Hidden dangers in in search of medical advice from LLMs

Last 12 months, ChatGPT passed the US Medical Licensing Exam and was reported to be “more empathetic” than real doctors. ChatGPT currently has around 180 million users; if a mere 10% of them have asked ChatGPT a medical query, that’s already a population two times larger than Recent York City using ChatGPT like a health care provider. There’s an ongoing explosion of medical chatbot startups constructing thin wrappers around ChatGPT to dole out medical advice. But ChatGPT just isn’t a health care provider, and using ChatGPT for medical advice just isn’t only against OpenAI’s Usage policies, it may well be dangerous.
In this text, I discover 4 key problems with using existing general-purpose chatbots to reply patient-posed medical questions. I provide examples of every problem using real conversations with ChatGPT. I also explain why constructing a chatbot that may safely answer patient-posed questions is totally different than constructing a chatbot that may answer USMLE questions. Finally, I describe steps that everybody can take — patients, entrepreneurs, doctors, and corporations like OpenAI — to make chatbots medically safer.
Notes
For readability I take advantage of the term “ChatGPT,” however the article applies to all publicly available general-purpose large language models (LLMs), including ChatGPT, GPT-4, Llama2, Gemini, and others. A couple of LLMs specifically designed for medicine do exist, like Med-PaLM; this text just isn’t about those models. I’m focused here on on general-purpose chatbots because (a) they’ve essentially the most users; (b) they’re easy to access; and (c) many patients are already using them for medical advice.

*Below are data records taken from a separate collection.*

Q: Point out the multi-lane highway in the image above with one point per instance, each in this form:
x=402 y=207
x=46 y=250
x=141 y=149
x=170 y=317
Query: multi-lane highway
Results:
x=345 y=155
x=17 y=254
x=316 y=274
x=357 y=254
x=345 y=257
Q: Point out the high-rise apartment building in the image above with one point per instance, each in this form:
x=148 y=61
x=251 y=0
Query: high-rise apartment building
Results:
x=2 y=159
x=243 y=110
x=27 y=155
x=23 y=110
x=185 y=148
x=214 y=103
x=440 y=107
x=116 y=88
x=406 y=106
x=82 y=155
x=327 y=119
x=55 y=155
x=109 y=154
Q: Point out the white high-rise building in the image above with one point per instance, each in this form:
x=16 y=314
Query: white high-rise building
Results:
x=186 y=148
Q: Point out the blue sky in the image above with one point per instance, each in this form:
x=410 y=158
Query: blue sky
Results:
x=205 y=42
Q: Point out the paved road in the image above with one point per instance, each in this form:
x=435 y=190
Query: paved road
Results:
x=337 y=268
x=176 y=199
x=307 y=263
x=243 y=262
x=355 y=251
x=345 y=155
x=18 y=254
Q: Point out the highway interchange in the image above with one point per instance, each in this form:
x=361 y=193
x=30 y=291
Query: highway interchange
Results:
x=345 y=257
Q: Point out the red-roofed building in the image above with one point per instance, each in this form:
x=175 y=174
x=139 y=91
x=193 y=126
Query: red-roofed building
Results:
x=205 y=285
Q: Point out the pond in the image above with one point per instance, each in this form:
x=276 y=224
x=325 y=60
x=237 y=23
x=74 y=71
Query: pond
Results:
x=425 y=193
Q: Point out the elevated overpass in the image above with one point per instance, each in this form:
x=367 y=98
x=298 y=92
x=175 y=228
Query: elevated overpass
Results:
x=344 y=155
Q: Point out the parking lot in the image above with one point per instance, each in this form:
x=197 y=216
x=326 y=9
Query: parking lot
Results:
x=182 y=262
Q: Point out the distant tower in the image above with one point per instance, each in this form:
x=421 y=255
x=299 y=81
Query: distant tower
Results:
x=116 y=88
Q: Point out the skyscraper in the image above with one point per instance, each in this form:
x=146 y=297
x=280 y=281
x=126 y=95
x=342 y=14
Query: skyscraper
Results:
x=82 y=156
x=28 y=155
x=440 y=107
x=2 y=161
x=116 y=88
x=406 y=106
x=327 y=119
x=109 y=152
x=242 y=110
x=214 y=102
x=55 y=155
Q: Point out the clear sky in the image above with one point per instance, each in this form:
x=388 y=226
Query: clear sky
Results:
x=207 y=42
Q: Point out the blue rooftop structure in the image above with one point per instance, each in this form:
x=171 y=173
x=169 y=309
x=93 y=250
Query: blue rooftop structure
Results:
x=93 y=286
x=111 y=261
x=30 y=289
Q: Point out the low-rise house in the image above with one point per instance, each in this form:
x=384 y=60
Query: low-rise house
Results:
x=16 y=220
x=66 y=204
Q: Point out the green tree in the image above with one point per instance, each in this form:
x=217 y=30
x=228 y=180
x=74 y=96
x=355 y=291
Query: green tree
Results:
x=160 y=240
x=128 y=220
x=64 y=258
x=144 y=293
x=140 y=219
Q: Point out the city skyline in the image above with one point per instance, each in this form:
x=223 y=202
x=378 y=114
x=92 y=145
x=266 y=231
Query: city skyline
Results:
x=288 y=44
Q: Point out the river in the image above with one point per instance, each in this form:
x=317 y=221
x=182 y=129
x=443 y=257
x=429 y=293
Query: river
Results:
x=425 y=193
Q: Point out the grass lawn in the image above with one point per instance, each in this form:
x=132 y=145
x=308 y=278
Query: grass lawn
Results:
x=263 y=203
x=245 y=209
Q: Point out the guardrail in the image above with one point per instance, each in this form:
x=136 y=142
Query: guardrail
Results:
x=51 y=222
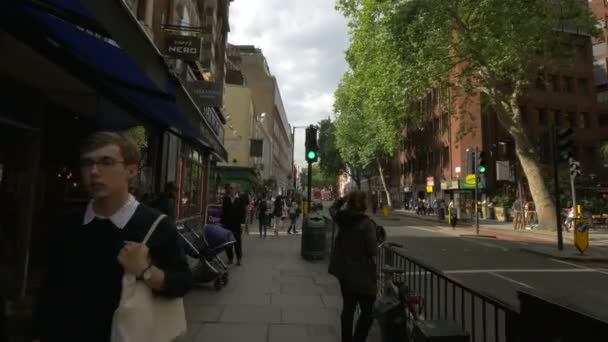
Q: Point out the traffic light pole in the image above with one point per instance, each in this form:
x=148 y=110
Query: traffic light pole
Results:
x=476 y=190
x=555 y=155
x=309 y=188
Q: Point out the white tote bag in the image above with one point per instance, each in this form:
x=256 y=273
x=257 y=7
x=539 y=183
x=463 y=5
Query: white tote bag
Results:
x=143 y=317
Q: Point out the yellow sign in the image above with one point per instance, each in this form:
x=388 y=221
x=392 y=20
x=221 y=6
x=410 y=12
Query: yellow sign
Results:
x=581 y=234
x=470 y=180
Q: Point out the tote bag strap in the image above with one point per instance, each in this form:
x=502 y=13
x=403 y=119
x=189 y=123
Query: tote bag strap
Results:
x=153 y=228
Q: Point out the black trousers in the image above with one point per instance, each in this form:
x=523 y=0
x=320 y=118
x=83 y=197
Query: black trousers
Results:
x=350 y=301
x=237 y=246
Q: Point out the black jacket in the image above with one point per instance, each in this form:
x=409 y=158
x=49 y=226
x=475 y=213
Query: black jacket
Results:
x=353 y=256
x=233 y=214
x=83 y=285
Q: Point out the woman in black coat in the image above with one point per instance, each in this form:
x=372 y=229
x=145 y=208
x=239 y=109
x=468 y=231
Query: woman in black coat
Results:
x=353 y=263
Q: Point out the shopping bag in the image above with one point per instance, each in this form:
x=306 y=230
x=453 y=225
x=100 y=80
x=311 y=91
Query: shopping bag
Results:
x=142 y=316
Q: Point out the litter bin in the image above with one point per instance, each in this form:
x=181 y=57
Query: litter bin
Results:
x=314 y=236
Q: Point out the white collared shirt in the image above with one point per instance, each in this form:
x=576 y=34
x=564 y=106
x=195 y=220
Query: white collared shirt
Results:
x=119 y=218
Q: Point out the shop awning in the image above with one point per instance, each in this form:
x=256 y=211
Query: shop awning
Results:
x=107 y=66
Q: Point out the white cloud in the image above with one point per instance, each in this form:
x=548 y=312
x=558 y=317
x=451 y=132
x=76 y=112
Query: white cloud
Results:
x=304 y=43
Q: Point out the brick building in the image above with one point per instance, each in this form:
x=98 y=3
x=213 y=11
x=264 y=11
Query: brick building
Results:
x=436 y=153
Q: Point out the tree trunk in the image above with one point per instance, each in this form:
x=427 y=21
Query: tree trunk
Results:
x=509 y=116
x=545 y=207
x=381 y=171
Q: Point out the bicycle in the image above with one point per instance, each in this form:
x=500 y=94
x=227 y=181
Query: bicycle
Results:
x=398 y=307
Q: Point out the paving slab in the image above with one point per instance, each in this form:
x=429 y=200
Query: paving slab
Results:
x=251 y=314
x=232 y=332
x=302 y=333
x=283 y=300
x=309 y=316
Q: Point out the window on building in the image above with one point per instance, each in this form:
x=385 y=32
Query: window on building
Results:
x=583 y=86
x=190 y=182
x=541 y=82
x=569 y=84
x=557 y=119
x=572 y=119
x=523 y=112
x=602 y=120
x=585 y=120
x=542 y=116
x=554 y=79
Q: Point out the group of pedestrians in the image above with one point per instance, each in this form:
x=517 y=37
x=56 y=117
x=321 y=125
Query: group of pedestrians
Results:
x=273 y=212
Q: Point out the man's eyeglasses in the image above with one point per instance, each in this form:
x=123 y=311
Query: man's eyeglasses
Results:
x=102 y=163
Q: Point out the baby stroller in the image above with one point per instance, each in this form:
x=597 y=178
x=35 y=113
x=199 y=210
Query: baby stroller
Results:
x=202 y=249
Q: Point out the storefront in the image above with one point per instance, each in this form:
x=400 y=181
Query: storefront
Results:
x=60 y=82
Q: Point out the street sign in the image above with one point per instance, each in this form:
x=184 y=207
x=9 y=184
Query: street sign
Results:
x=470 y=180
x=581 y=234
x=575 y=168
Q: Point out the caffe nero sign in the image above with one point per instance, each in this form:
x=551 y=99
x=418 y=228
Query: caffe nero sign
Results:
x=186 y=48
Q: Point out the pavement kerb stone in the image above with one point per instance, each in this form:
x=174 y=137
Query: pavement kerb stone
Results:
x=582 y=258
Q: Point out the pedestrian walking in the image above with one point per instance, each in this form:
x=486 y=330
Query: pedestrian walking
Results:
x=166 y=201
x=264 y=213
x=91 y=249
x=353 y=263
x=278 y=214
x=233 y=219
x=293 y=217
x=453 y=214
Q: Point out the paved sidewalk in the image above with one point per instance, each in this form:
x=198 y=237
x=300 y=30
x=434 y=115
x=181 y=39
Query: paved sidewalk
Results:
x=276 y=296
x=535 y=241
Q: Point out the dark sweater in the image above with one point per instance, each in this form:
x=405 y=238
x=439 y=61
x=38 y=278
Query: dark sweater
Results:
x=83 y=285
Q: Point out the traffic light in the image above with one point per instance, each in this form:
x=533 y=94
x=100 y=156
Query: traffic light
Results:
x=564 y=144
x=481 y=163
x=312 y=148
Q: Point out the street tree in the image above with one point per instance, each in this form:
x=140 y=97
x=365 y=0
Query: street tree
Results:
x=478 y=49
x=369 y=101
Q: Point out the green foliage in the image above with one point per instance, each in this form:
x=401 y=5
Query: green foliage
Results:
x=604 y=151
x=331 y=161
x=319 y=179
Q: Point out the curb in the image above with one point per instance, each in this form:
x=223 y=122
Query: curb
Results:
x=581 y=259
x=480 y=236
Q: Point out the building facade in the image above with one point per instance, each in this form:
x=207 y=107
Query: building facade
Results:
x=84 y=66
x=434 y=160
x=267 y=101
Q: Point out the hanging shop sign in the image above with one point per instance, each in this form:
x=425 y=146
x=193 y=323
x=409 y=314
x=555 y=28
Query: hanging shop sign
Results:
x=187 y=48
x=207 y=94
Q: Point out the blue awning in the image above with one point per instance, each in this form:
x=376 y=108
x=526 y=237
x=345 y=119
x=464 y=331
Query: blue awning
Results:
x=111 y=68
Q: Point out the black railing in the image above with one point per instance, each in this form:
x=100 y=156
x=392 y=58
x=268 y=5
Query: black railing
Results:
x=483 y=317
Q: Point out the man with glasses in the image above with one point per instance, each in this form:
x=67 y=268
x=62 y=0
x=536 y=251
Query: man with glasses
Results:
x=91 y=249
x=234 y=213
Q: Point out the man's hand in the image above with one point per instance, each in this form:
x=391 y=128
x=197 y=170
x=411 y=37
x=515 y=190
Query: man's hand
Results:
x=134 y=257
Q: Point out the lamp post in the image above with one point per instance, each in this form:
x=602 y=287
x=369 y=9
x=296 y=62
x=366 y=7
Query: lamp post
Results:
x=293 y=147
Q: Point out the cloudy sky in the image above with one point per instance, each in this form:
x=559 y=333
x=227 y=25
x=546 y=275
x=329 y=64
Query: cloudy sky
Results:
x=304 y=42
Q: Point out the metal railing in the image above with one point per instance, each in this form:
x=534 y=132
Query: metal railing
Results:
x=486 y=319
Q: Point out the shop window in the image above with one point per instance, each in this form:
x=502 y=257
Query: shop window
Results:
x=583 y=86
x=585 y=120
x=542 y=116
x=602 y=120
x=554 y=79
x=540 y=82
x=569 y=85
x=190 y=182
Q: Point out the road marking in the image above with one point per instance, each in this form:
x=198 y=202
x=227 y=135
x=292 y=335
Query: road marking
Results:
x=598 y=270
x=512 y=280
x=487 y=244
x=425 y=229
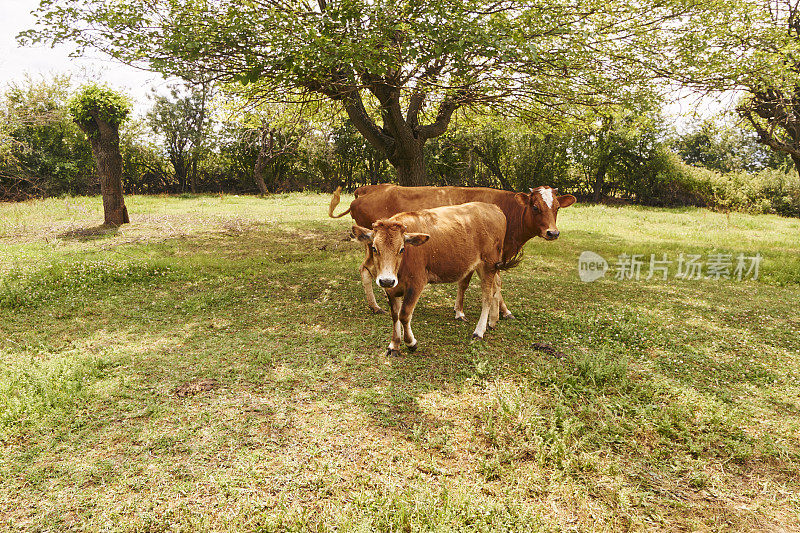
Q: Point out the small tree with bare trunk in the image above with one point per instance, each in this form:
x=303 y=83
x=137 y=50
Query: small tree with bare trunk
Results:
x=99 y=111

Within the chats with ChatGPT, I provide verbatim quotes of ChatGPT’s response, with ellipses […] to point material that was ignored for brevity. I never ignored anything that might’ve modified my assessment of ChatGPT’s response. For completeness, the total chat transcripts are provided in a Word document attached to the top of this text. The words “Patient:” and “ChatGPT:” are dialogue tags and were added afterwards for clarity. These dialogue tags weren’t a part of the prompts or responses.